House debates
Thursday, 29 October 2009
Committees
Foreign Affairs, Defence and Trade Committee; Report
11:41 am
Stuart Robert (Fadden, Liberal Party) Share this | Hansard source
I rise to lend some comment to the Joint Committee on Foreign Affairs, Defence and Trade inquiry into the Defence annual report 2007-08. Let me first of all acknowledge Arch Bevis, member for Brisbane, as chair of the committee, who is certainly a wasted talent sitting on Labor’s backbench. If the Prime Minister had any sense at all, he would seek to promote a talent such as Arch Bevis, who has led the committee so incredibly well. I certainly pay him the respect he deserves. I also thank the defence adviser, Wing Commander David Ashworth, for all his work. I can only hope that in coming here he has learnt a lot about how the committee works, indeed how the parliament works, and can take that experience back to his professional career as an Air Force officer. I also thank the secretariat for the hard work they have done not only on this report but also throughout the year as the defence committee gets across the vast portfolio which is Defence within the Australian security environment.
The Defence annual report ostensibly looked at four key areas and its recommendations are factored around those. They have to do with procurement, with Defence pay systems, with issues involving our submarine facilities and with fuel. I wish to make a few comments with respect to those four areas.

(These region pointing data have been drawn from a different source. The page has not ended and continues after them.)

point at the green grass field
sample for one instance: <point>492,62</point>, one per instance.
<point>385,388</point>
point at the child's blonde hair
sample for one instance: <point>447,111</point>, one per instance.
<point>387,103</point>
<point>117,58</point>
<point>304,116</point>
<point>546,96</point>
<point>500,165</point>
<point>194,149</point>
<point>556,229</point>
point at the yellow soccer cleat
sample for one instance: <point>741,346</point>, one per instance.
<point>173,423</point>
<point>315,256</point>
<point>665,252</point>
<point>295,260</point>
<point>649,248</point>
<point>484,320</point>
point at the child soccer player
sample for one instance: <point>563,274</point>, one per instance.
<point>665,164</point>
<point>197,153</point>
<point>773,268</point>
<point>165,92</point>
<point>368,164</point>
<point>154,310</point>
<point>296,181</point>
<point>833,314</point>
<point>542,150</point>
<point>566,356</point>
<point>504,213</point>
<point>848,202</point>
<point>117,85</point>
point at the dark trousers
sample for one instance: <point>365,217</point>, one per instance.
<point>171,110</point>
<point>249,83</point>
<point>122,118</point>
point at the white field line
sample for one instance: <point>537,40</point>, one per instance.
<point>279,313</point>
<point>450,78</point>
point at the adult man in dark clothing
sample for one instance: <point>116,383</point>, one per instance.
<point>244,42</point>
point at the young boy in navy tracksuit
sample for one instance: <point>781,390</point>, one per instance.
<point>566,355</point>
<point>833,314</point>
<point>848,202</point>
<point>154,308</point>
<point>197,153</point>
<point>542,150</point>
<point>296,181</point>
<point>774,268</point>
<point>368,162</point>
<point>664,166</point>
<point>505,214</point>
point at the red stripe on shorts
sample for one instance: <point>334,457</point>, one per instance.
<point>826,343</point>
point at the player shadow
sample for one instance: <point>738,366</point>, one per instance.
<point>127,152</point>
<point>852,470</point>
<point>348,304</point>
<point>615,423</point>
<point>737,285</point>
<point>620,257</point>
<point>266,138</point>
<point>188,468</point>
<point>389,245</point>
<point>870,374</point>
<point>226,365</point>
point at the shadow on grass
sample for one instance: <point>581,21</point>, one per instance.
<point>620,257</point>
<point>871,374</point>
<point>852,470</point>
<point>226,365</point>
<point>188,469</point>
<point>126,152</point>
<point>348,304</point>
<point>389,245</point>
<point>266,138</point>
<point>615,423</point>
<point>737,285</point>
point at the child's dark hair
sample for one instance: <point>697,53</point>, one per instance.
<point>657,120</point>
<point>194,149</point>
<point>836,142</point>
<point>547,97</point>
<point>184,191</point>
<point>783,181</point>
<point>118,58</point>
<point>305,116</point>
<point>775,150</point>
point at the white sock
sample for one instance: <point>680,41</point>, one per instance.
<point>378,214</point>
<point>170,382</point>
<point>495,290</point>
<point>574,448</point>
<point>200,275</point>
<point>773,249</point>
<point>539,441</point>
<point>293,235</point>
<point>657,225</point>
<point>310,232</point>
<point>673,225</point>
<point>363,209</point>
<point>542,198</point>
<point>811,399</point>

First, with procurement, the committee recommends that, in the absence of a clear strategic case for high risk, first of type lead customer, we go with a MOTS program, MOTS being military off the shelf. In a corporate sense we would go with COTS, commercial off the shelf: that we would buy, we would borrow and then build as a last resort. The committee recommends this strongly for Defence as well. Buy off the shelf first. Borrow it second. And if you must, for clearly identified reasons, then go for a build option. We know with Defence’s top 20 projects 16 of them are first of customer, first of type—an incredibly high-risk strategy. We also know from questioning Dr Gumley over the best approach that we should be an aggressive follower, in his words slightly behind the power curve; second or third customer first of type, to give an example. It is something we would impress upon the military, notwithstanding their ability on a strategic case-by-case basis to go for a build in the first instance.
Secondly, the Defence annual report inquiry recommends strongly that a high priority is placed on fixing the current pay disputes. KPMG has quite rightly identified a range of issues that need to be resolved quickly. The minister needs to take this as a high priority. There is probably no greater crime in the military, having served there for many years, than not paying the soldiers, sailors and airmen. It is important that we pay them on time. They have commitments, they have families and they need to have confidence in the administrative systems that support them, especially when they are fighting on the front line, which is the front line of freedom for all Western democracies.
Our third series of recommendations has to do with our submarine fleet. I believe personally we need an inquiry into the current state of our submarine fleet, its operational readiness, its capacity to deploy, its crewing issues and where the whole submarine fleet is going. Notwithstanding that as my personal belief about where we should go, we as a committee are recommending that the submarine escape training facility at HMAS Stirling be resolved, be re-established and function as a dedicated requirement to allow the training of our submariners in how to flee a sinking submarine. I can think of nothing more harrowing than being in a tin can as it descends to the bottom of the ocean when we do not have the facility to train our men and women on how to get out of that can. And, of course, we have a range of deployability issues with the Australian Submarine Rescue Vehicle Remora that need to be resolved without delay.
The final set of recommendations that the defence committee looked at had to do with fuel. With respect to the climate change debate, wherever one sits on the spectrum, what is important is managing the risks. One of the risks as we move forward is reliance on fossil fuels. I have a vision that one day this nation can rise up and be fully reliant on its own source of renewable energy and domestic fuel, that we can move away from reliance on Middle Eastern oil and that we can treat fuel as a strategic resource and have energy security as a priority within our nation. Our defence needs to have an assertive strategy on how it deals with its own energy security, especially with respect to fuels. There are a range of risks that need to be mitigated in our high dependence on oil and other fuels that go with it. The committee are firmly of the view that we need to mitigate that risk and set an agenda for the next 10 years on how we do that.
The Parliamentary Joint Committee on Foreign Affairs, Defence and Trade is an outstanding committee. It has taken a bipartisan approach to all issues that I have been involved with over the term of this parliament. Its view on these four recommendations is strong, and it looks forward to Defence’s response.
Debate (on motion by Ms Owens) adjourned.